17 - Open Fractures Flashcards
1
Q
Goals of open fracture treatment
A
- Convert contaminated wounds to clean wounds
- Early soft tissue healing
- Stabilize fractures
- NOTE: this is the same for all open wounds in the body
2
Q
Gustillo and Anderson classification
KNOW THIS CLASSIFICATION SYSTEM ***
A
- Mechanism of injuries (somewhat involves this)
- Level of contamination ***
- Configuration of fractures ***
- Degree of soft tissue damage ***
- NOTE: there are actually ICD billing codes that directly correlate to the Gustillo and Anderson classification system (Salter and Harris is the same way – not many others work this way)
- This classification system is actually useful clinically – incorporates rates of infection, amputation, etc. for each classification
3
Q
Types for Gustillo and Anderson classification
A
- Type I
- Type II
- Type IIIA
- Type IIIB
- Type IIIC
4
Q
Type I Gustillo and Anderson
A
- Clean puncture
5
Q
Type II Gustillo and Anderson
A
- Laceration > 1 cm
- Moderate contamination
- No extensive soft tissue damage
- Moderate comminution (fracture fragmentation of bone)

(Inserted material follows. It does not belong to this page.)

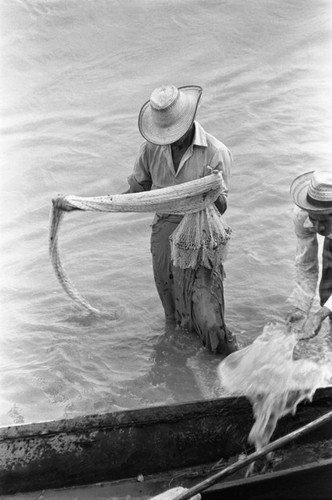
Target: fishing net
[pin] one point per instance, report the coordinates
(274, 382)
(200, 239)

- Example: talus protruding through skin (extruded talus) due to extreme dorsiflexion, common mechanism is car accident where person slams on the break then crashes
6
Q
Type III-A Gustillo and Anderson
A
- Extensive laceration
- Adequate soft tissue coverage
- Severe comminution
- More contaminated
- Example: much larger lesion, same injury as type II (extruded talus), but a HIGHER amount of contamination “bumps” the injury up to a type IIIA
7
Q
Type III-B Gustillo and Anderson
A
- Massive contamination
- Extensive soft tissue loss
- Periosteal stripping *** (HALLMARK of III-B)
- Bone exposure
- Severe comminution
- NOTE: periosteal stripping is important here because losing periosteum decreases circulation to the bone, decreasing healing potential, and also eliminates possibility of skin graft being used to cover open wound because you can only skin graft over a wound if the periosteum is intact – if you have blood supply to the bone, you can put a skin graft over it (it won’t look great, but you would be more interested in function, not cosmesis)
8
Q
Type III-C Gustillo and Anderson
A
- Open fracture with arterial injury
- Arterial injury is a HALLMARK of III-C***
9
Q
Open fracture treatment plan
A
- Surgical emergency
- Golden period = 6 hours
- Multi-system evaluation
- Antibiosis and tetanus
- IRRIGATION AND DEBRIDEMENT = cornerstone of open fractures
- Stabilize fractures
10
Q
Surgical emergencies in podiatric medicine
A
- Open fracture
- Compartment syndrome
- Gas gangrene/necrotizing fasciitis
- Septic joint
- Fracture with neurovascular compromise
11
Q
Golden period
A
- If an open fracture is attended to before 6 hours, we just treat it as a contaminated wound
- If an open fracture is not attended to within 6 hours, it is considered an INFECTED wound
12
Q
Multisystem evaluation of patient
A
- A lot of open fractures can damage other structures or systems within the body
- No one ever died from an open fracture – they die from other things that you’ve missed
- If you treat the talus pushing out of the foot, but you miss the fact that the amount of force that body was under led to a lacerated spleen or other organ, you’ve just killed your patient
13
Q
Open fracture treatment plan
A
- Compartment syndrome (especially in crush injuries)
- Delayed closure (often required – can occasionally close a type I)
- Bone grafting
- Contaminated vs infected (6+ hours = infected)
- Rehabilitation
14
Q
Antibiotic protocols
A
- Limited duration of therapy (48 to 72 hours – don’t need 2 weeks of abx)
- The only time you would need to restart the antibiotics is if they need to go back to the OR for a delayed closure or if there is an obvious infection (drainage, erythema, etc.)
- Need to tell patients the minimum number of surgeries they may need is 2, maybe more
- Pen G in clostridium prone wounds (soil, dirt, farm injuries)
15
Q
Antibiotic therapy for type I open fractures
A
- Cefazolin (Ancef) 2 gm IV q 8 hrs.